26
Jan
2012

MozillaCTF 2012 – Awesome Corp. Secured Ranges

This challenge entails reversing two (packed) Windows executables in order to retrieve an encrypted message. Once the algorithm and key generation method have been determined, a bruteforce search within a limited keyspace yields the valid key.

Soon enough (insert random webhacking stuff here), you get access to an administrators inbox.
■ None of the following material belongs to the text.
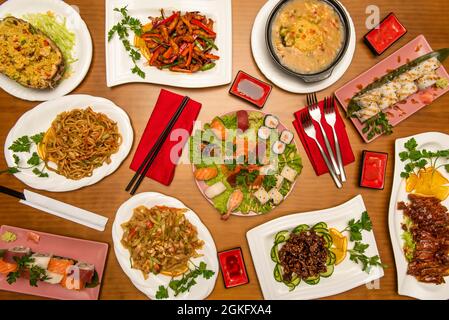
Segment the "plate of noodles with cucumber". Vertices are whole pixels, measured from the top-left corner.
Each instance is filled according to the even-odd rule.
[[[223,220],[270,212],[302,170],[293,132],[275,115],[252,110],[217,116],[197,130],[190,160],[198,188]]]
[[[6,137],[7,167],[0,174],[35,189],[76,190],[113,173],[132,143],[131,122],[120,107],[105,98],[68,95],[19,118]]]
[[[62,97],[89,70],[89,29],[77,8],[64,1],[6,1],[0,5],[0,34],[0,87],[17,98]]]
It seems like they use a custom authentication system which manages access to internal resources like SVN servers and such. It is called ‘Secured Range’ and is in use since January 2011, as the logs state. All you manage to retrieve before an administrator throws you out of the system are two binaries of their login system:

AwsmCrp.PRKG-for-Secured-Ranges.exe
AwsmCrp.Auth-Token-Retrieval.exe

The first seems to update masterkeys every few months, the latter produces authentication tokens for the employees. Try to get hold of the system’s current master key to solve this challenge.
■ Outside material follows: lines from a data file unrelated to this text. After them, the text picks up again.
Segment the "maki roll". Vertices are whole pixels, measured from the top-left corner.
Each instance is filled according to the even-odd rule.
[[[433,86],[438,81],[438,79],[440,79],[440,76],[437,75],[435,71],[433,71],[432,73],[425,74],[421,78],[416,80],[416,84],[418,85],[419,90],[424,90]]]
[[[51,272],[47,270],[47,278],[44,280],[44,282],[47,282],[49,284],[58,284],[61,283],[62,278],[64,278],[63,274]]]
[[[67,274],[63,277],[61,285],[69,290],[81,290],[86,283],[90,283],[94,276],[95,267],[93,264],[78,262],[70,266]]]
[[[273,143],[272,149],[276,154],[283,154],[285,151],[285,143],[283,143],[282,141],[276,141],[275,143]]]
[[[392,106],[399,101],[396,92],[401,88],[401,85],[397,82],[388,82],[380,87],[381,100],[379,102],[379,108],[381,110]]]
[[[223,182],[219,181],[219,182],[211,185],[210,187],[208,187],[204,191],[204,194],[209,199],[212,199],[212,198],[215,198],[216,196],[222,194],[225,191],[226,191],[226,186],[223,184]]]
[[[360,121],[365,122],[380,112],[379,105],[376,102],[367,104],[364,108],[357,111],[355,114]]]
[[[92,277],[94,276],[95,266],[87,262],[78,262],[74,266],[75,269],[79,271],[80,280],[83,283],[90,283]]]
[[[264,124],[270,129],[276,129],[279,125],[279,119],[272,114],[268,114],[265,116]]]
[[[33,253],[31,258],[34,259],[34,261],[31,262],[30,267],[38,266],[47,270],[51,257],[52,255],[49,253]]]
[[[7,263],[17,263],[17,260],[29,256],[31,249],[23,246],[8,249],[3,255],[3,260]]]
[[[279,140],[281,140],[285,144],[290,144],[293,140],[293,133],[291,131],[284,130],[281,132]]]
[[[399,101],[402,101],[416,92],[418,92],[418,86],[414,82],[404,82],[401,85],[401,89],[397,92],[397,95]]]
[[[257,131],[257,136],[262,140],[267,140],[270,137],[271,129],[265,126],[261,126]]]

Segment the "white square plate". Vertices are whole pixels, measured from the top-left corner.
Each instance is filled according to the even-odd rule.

A quick tryout of the two executables gives us an idea of how they interact. First, the PRKG:

AwesomeCorp. PRKG for Secured Ranges (c)
Thu Jan 26 16:01:57 2012

Program version 1.45 build 147

c3bdcb43
c8830075
d8e5760a
374147f3

The key has been generated.

The PRKG appears to generate a 128-byte bits key, which is printed to the console and output to srange.key.

The ‘Auth Token Retrieval’ executable expects a srange keyfile as it’s sole argument. However, the key we’ve generated is invalid:

AwesomeCorp. Authentication Token (c) Retrieval
Thu Jan 26 16:02:24 2012

Program version 1.04 build 245

Application uses Secured Range (c) technology. Pass a valid key to use the appli
cation or ask your local administrator.

Using CFF Explorer’s identifier feature, we learn that both binaries have been packed using PESpin:


File Name: C:\Users\Admin\Desktop\AwsmCrp.PRKG-for-Secured-Ranges.exe
Number of Matching Signatures: 1
Deep Scan: Yes
Best Match: PE Spin v0.4x

Regardless, there doesn’t seem to be any noticable antidebug, just ignore the exceptions generated and both executables run fine in OllyDbg.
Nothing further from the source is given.